Table 2 Number of species and range of variation of species mean traits, geographic distributions and climatic conditions in the Global Spectrum Dataset.
Fig. 3
figure 3

Frequency distributions of species for the six core traits. Grey: species with all six traits; white: species with at least one trait. (a) Plant height, (b) Seed mass, (c) SSD: stem dry mass per stem fresh volume (stem specific density), (d) Leaf area, (e) LMA: leaf dry mass per leaf area, (f) Leaf Nmass: leaf nitrogen content per leaf dry mass (leaf nitrogen concentration).

Fig. 4
figure 4

The coverage of species per trait with respect to woodiness (woody versus non-woody incl. semi-woody). The coverage in the GIFT database247,248 a comprehensive baseline of plant growth form, is included for external comparison (see ref. 11 for more details). In parentheses: the number of species with data for the trait and the number of species for which woodiness could be determined.

Usage Notes

In case the dataset is used in publications, both this paper and Díaz et al.9 should be cited.

The six quantitative traits compiled here (plus LDMC) are among the best-covered quantitative traits in the TRY database.

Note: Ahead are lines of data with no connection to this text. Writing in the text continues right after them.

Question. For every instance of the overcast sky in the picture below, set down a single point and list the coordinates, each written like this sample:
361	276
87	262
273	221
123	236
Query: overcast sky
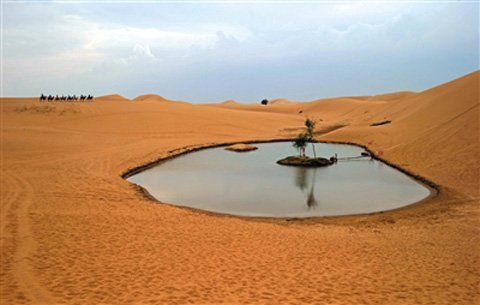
209	52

However, as is typical for these kinds of observational data, the numbers of records per species are unevenly distributed: few species mean trait values are based on a large number of records, while a large fraction of the species mean estimates is based on only a few or a single trait record(s) (see difference between mean and median number of trait records per species and trait in Table 2, the number of trait records per species mean is also indicated in the dataset file ‘Species_mean_traits.xlsx’). The representativeness of these mean values should be taken with caution, because the trait measurements have to be treated as samples from the variation of traits within species, which – for some traits – can be substantial10. However, as mentioned above, one trait record is often based on several trait measurements on characteristic individuals and therefore represents a species per site-specific mean value. In the context of large-scale analyses the variation within species has been shown to be considerably smaller than the variation between species10.